The Hangzhou-based company introduced Qwen VLo, part of a series of AI services under the company’s Qwen brand. The new model is an upgrade from Qwen2.5-VL and is now able to generate text-to-image and image-to-image results. It also has a technology called progressive generation, meaning users can see the process as an image is created.
“This newly upgraded model not only ‘understands’ the world but also generates high-quality recreations based on that understanding,” the company said in a blog post. “You can directly send a prompt like ‘Generate a picture of a cute cat’ to generate an image or upload an image of a cat and ask ‘Add a cap on the cat’s head’ to modify an image.”
Best known for its ecommerce operations in China, Alibaba has been charging into AI and building standalone offerings around Qwen. In February, Chief Executive Officer Eddie Wu went so far as to say the company’s “primary objective” is now artificial general intelligence, a goal in the industry to build AI systems with human-level intellectual capabilities.
With the new Qwen multimodal model, it’s aiming to compete with a flurry of new visual interfaces in the market, including from OpenAI. It also faces aggressive domestic competition from the likes of DeepSeek.
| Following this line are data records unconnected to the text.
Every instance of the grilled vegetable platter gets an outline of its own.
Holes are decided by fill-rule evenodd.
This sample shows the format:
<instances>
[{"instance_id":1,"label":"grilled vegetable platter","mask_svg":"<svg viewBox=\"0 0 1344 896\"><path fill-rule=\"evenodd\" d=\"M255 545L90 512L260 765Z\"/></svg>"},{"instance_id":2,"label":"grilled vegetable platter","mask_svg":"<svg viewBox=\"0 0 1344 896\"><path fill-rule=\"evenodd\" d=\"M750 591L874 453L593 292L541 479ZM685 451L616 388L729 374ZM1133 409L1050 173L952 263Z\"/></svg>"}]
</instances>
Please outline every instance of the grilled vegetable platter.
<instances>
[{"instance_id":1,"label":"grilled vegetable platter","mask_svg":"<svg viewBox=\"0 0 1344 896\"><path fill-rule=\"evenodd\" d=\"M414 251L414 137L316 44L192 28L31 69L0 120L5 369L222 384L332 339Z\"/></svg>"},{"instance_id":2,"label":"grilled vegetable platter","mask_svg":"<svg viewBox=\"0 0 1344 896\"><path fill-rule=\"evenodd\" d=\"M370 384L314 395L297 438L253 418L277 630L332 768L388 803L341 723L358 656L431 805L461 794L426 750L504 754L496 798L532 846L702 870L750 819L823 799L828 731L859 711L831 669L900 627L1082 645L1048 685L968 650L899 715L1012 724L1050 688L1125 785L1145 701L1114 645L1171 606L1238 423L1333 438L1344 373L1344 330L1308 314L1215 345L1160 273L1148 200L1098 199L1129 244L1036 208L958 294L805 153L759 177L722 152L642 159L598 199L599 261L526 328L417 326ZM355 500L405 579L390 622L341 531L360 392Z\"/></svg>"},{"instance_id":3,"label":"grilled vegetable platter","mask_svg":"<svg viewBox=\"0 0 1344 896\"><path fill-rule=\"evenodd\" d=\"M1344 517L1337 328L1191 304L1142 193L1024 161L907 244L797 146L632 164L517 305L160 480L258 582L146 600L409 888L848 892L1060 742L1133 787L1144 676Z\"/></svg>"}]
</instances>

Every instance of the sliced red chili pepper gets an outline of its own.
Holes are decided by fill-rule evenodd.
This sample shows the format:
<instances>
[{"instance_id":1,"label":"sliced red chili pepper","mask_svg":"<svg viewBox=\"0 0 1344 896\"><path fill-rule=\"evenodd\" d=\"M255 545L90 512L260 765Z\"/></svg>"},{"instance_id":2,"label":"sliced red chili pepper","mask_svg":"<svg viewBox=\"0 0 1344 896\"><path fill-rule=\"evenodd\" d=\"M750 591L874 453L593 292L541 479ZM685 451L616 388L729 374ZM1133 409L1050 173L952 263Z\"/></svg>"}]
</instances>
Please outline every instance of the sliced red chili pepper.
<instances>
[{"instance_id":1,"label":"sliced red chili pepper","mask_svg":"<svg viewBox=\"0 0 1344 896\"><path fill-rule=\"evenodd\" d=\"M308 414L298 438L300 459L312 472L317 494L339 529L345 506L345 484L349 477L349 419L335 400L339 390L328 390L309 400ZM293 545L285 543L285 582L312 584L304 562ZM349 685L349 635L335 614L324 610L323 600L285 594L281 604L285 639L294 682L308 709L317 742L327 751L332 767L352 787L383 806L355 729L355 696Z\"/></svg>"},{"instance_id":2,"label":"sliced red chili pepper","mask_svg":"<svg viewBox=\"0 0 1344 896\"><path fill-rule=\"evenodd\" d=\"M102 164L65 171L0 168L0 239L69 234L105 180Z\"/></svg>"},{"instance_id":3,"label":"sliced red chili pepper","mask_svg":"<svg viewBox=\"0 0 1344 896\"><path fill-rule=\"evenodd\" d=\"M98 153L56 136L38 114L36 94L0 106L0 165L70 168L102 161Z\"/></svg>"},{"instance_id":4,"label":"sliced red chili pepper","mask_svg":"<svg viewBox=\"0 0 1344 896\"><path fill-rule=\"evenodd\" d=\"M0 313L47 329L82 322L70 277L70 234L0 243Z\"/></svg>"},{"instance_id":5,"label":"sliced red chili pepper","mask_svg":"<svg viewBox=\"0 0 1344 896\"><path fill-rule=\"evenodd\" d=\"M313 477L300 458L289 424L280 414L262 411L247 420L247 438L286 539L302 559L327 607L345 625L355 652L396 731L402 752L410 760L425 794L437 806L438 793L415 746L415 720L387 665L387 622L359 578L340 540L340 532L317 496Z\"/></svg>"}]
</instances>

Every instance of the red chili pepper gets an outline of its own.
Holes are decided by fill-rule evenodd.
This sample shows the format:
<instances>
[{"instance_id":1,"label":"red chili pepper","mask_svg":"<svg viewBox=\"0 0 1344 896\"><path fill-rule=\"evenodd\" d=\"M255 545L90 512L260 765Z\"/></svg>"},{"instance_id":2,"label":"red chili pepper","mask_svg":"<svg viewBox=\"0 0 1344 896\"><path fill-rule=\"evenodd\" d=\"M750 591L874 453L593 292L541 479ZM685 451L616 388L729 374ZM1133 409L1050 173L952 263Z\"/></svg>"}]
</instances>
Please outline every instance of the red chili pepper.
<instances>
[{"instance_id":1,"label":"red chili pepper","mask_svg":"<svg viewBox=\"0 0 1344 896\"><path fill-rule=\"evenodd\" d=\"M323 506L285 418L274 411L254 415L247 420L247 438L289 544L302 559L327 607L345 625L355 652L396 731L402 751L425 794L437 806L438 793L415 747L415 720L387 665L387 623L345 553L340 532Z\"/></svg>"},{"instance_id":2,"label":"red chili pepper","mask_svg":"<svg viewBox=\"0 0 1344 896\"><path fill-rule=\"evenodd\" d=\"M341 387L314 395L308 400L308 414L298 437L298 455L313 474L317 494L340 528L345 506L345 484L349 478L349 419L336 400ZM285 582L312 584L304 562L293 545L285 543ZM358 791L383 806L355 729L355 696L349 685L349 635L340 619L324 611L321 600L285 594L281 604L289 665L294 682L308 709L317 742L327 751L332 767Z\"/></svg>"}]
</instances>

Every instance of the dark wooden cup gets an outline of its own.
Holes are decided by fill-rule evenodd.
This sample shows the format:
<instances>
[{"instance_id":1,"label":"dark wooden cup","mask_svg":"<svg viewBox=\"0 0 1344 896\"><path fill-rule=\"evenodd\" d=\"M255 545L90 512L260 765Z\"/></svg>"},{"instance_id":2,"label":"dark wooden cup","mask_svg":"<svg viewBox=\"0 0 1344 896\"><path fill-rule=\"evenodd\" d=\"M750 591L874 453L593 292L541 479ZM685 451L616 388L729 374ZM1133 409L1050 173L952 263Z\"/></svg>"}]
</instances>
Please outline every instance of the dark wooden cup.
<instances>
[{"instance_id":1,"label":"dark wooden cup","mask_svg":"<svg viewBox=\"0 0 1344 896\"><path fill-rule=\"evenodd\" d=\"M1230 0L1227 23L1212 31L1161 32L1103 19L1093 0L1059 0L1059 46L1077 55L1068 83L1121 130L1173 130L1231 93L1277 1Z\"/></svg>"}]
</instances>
After DeepSeek stunned the industry with a powerful model it said took just a few million dollars to build, China’s technology leaders flooded the market with a rapid succession of low-cost AI services. Alibaba has rapidly updated its Qwen series, adding new capabilities to process text, pictures, audio and video — with the efficiency to run directly on phones and laptops. It unveiled a new version of its AI assistant Quark app in March.